В большой, оклеенной розовыми обоями комнате с лепным потолком, видно, бывшей купеческой спальне, Горький лежал на кровати, окруженный секретарями, и харкал попеременно то в плевательницу, то в платок. Шагал сел в предложенное ему мягкое кресло, стараясь не смотреть на безвкусные картины, украшавшие стены.
— Позвольте, многоуважаемый и всегда дорогой мне Алексей Максимович, — говорил Луначарский, — представить вам, собирателю и ценителю новой революционной культуры, этот самородок, которого зовут Марк Шагал.
— Мне уже говорил о нем Исай Добревейн как об очень талантливом скрипаче.
— Нет, я художник, — сказал Шагал.
— Это очень талантливый художник, — сказал Луначарский, — я еще до революции опубликовал о его картинах статью в киевской газете.
— Да, да, теперь я вспомнил, — сказал Горький, — вы из декораторов-машинистов.
— Нет, я предпочитаю индивидуальную живопись.
— Я знаю, у каждого живописца есть любимые краски. Какие ваши любимые краски?
— Лиловая и золотая.
— Очень индивидуалистические краски. Краски пессимизма. Я лично предпочитаю красное и голубое.
— Я это понял, — сказал Шагал.
— Откуда? — удивленно спросил Горький.
— По картинам, которые висят у вас на стенах.
— Они вам не нравятся?
— Это не мое искусство.
— А революция вам нравится? — неожиданно спросил Горький.
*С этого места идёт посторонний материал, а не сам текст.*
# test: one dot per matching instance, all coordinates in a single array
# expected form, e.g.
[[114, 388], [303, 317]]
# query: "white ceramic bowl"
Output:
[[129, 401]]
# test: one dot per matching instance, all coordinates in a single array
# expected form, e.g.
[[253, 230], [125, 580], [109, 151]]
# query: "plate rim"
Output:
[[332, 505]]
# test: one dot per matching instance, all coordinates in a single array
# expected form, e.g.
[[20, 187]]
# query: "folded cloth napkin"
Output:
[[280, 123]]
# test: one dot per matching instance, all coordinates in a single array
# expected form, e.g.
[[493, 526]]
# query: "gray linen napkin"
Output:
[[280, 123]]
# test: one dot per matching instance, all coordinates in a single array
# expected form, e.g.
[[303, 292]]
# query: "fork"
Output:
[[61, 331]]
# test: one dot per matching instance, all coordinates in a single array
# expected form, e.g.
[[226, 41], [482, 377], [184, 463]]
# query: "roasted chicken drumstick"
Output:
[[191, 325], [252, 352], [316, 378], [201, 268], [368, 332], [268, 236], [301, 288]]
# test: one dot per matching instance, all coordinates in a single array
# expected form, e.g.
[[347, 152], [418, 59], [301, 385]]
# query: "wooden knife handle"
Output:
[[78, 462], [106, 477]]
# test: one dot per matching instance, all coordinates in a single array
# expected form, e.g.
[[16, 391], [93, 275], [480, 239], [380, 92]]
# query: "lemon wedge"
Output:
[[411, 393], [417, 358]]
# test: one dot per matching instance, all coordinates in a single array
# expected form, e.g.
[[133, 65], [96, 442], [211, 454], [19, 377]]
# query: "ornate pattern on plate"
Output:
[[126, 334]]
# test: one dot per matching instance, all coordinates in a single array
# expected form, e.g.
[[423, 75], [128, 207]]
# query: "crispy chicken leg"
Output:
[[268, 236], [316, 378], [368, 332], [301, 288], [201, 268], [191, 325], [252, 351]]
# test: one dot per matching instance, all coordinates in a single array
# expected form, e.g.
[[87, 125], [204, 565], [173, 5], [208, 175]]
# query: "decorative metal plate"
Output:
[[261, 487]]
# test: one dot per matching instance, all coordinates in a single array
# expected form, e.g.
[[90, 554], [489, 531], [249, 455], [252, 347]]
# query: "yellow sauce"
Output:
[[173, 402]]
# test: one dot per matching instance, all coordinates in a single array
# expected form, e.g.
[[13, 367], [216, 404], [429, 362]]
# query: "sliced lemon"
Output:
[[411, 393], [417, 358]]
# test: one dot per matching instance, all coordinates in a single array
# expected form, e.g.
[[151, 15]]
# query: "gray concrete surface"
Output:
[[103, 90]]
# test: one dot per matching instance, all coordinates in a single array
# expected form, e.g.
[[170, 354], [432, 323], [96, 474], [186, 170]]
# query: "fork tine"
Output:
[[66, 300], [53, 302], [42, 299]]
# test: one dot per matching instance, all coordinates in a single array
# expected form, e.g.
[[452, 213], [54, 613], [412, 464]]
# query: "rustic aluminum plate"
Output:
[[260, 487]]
— Я полагаю, что революция могла бы стать великим делом, если бы она сохранила уважение человека к человеку, — сказал Шагал.
— Мы только что были в тюрьме, — сказал Луначарский, — очевидно, из-за этого у Марка Захаровича такой пессимистический тон.
— Вы ездили туда со списком? — спросил Горький.
— Да, Алексей Максимович. Но Дзержинский сократил его больше чем наполовину. Говоря точнее, на две трети. Выпустили только десять человек.
Горький вздохнул.
— Русская действительность — не то лекарство, которое могло бы излечить молодого человека от пессимизма. И тем не менее надо работать. Надо дело делать.
— Марк Шагал не марксист, — сказал Луначарский, — но он талантливый и порядочный человек. Я хочу послать его в родной Витебск комиссаром по делам искусств.
— Это хорошая идея, — сказал Горький, — кстати, у меня есть интересный проект, составленный Луньковым, о создании в каждом крупном городе академии живописи, музея, консерватории, литературного объединения. Милый Анатолий Васильевич, я хотел бы, чтобы вы как можно скорее созвонились с Луньковым и попросили его, чтобы он составил подробный проект для Наркомпроса.